Statewide high school leagues in the Midwest
have unanimously voted that scholastic competition should exclude
college-age players, rejecting USA Rugby's updated eligibility
regulations.
In an email ballot that closed earlier this
month, Midwest Youth Rugby Association representatives determined that
'All high school rugby in the Midwest will be played by students enrolled
in high school.' The resolution targets the Boulder's decision to allow
any player who was not 19 before the school year started, including
graduates and collegians, to compete in the national championship's
so-called community division.
The stance opens a new front for the union's
embattled guidelines,
amended earlier this
year. To date, controversy has
focused on watering down the single-school category by allowed up five
players from outside the student body, or the planned elimination of the
national high school championship.
'It is hard enough for me to explain to
school officials that we will be playing community sides. Imagine the
difficulty in explaining to school officials that we will be playing
collegiate sides,' Bob Cronquist observed in the March edition of the
Midwest Youth Rugby Newsletter, referring to the possibility that
universities could field frosh-soph teams which conform to the guideline.
'There is also the issue of safety. There is
no way a college freshman or sophomore should be on the pitch playing
against a 14-year-old.
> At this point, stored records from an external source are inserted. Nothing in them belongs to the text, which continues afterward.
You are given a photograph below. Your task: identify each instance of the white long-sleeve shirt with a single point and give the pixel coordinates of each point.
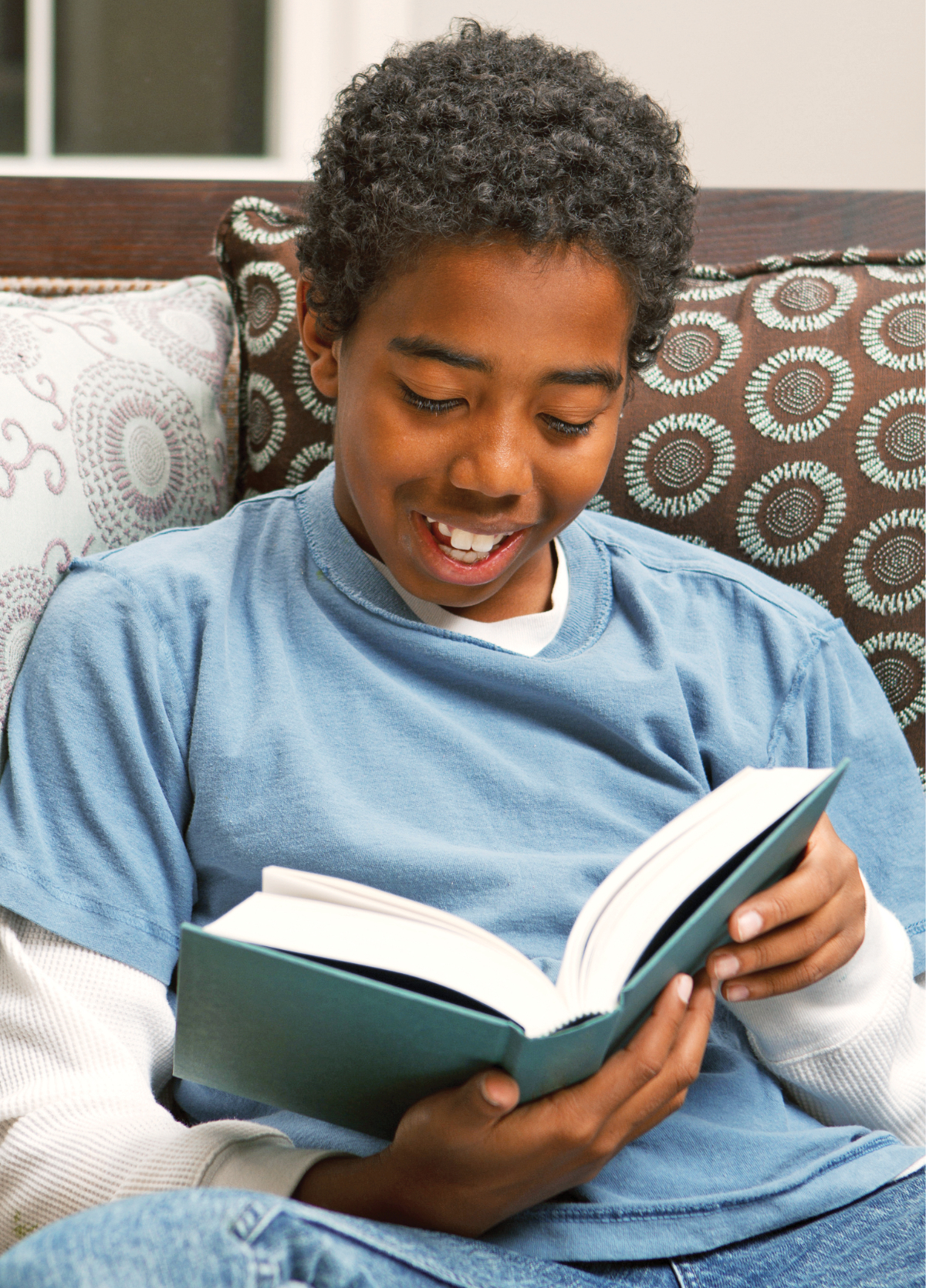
(86, 1043)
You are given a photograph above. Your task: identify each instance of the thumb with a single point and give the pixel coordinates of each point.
(487, 1097)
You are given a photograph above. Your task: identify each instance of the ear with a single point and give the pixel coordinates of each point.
(321, 350)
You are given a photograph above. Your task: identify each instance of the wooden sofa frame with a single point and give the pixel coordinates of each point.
(165, 228)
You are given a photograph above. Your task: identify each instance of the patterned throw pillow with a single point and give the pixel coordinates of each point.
(285, 434)
(111, 429)
(781, 424)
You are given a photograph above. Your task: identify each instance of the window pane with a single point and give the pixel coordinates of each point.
(12, 75)
(160, 77)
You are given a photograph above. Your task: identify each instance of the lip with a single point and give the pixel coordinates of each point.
(443, 568)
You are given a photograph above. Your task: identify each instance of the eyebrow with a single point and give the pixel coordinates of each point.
(610, 377)
(423, 347)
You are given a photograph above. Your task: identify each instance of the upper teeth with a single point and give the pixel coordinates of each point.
(463, 540)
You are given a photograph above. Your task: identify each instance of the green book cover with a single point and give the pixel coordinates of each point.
(321, 1041)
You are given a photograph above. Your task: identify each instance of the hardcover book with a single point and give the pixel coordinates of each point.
(350, 1003)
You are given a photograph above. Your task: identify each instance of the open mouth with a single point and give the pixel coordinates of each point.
(463, 546)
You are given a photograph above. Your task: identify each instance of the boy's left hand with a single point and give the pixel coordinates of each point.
(800, 929)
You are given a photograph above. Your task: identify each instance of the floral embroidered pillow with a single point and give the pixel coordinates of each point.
(110, 429)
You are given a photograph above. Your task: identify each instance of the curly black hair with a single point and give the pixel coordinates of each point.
(482, 133)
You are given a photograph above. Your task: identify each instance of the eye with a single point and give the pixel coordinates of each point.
(566, 427)
(431, 404)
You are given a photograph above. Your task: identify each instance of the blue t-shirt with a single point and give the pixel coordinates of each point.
(208, 702)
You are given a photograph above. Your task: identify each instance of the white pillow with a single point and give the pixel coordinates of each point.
(110, 429)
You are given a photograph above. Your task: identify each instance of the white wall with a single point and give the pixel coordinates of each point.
(793, 94)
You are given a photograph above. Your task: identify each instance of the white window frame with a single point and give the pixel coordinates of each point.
(313, 48)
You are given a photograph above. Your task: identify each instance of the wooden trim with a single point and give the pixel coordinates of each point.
(164, 228)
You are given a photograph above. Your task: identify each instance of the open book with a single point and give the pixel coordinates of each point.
(346, 1002)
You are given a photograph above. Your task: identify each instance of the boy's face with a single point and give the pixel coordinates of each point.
(478, 401)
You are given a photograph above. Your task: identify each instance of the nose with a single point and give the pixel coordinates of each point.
(492, 458)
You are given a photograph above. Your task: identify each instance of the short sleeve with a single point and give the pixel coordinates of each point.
(94, 796)
(836, 708)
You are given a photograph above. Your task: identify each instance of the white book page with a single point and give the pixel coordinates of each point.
(568, 980)
(354, 894)
(630, 922)
(513, 985)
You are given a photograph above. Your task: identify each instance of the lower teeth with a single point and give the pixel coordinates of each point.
(465, 556)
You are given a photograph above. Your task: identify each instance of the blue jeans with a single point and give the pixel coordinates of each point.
(233, 1239)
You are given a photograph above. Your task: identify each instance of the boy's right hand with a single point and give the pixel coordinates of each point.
(465, 1159)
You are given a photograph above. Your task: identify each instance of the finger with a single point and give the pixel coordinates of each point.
(826, 866)
(787, 979)
(481, 1103)
(630, 1068)
(779, 947)
(666, 1091)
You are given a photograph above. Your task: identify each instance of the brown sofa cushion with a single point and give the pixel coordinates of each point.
(782, 424)
(285, 424)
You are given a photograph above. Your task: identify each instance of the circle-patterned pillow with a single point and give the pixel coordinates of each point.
(286, 425)
(820, 397)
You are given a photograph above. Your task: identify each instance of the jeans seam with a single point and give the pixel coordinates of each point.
(681, 1274)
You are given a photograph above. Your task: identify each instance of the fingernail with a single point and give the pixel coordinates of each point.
(725, 968)
(749, 925)
(488, 1097)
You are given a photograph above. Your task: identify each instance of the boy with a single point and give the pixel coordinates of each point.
(431, 673)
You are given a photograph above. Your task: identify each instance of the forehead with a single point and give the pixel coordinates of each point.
(502, 298)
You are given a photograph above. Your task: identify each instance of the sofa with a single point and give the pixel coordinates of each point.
(151, 375)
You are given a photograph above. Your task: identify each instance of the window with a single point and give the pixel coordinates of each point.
(179, 88)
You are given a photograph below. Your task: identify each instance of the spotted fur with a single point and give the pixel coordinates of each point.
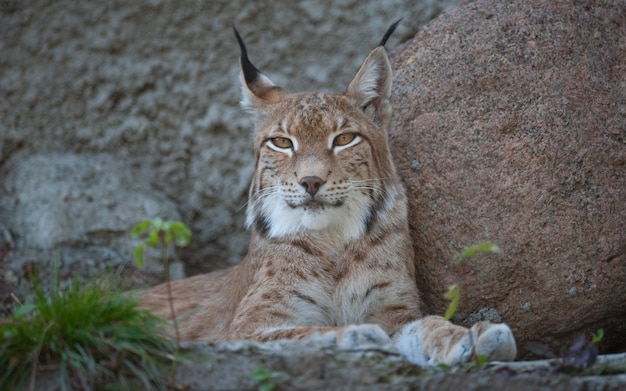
(330, 251)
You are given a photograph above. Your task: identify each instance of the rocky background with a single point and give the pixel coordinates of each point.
(510, 126)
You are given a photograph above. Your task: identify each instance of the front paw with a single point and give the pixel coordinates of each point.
(359, 335)
(494, 341)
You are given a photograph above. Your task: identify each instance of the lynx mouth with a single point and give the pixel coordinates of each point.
(315, 204)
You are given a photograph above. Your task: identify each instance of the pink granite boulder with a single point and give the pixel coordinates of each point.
(510, 126)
Think of our liability,' Cronquist wrote.
In a January statement issued in response to
sour community
reception, USARFU said its
intention is to 'permit players to play rugby based on what is common
practice for many interscholastic sports that lack overall interest,
trained staff and overall funding.'
Formally recognized by the territorial union,
the three-year old Midwest Youth Rugby Association comprises more than
250 schools and 6,000 players (not counting middle schoolers), according
to Cronquist. Its constituent members are Illinois, Indiana, Iowa,
Michigan, Minnesota, Ohio, and Wisconsin plus Allegheny (which covers
western Pennsylvania and West Virginia). Ohio, Indiana, and Illinois are
formally acknowledged as by USARFU as state-based rugby organizations
(SBROs).
Indiana's affirmative vote appears somewhat
ironic, in that eRugbyNews previously reported that a Hoosier state
official promoted at least one of loosened guidelines.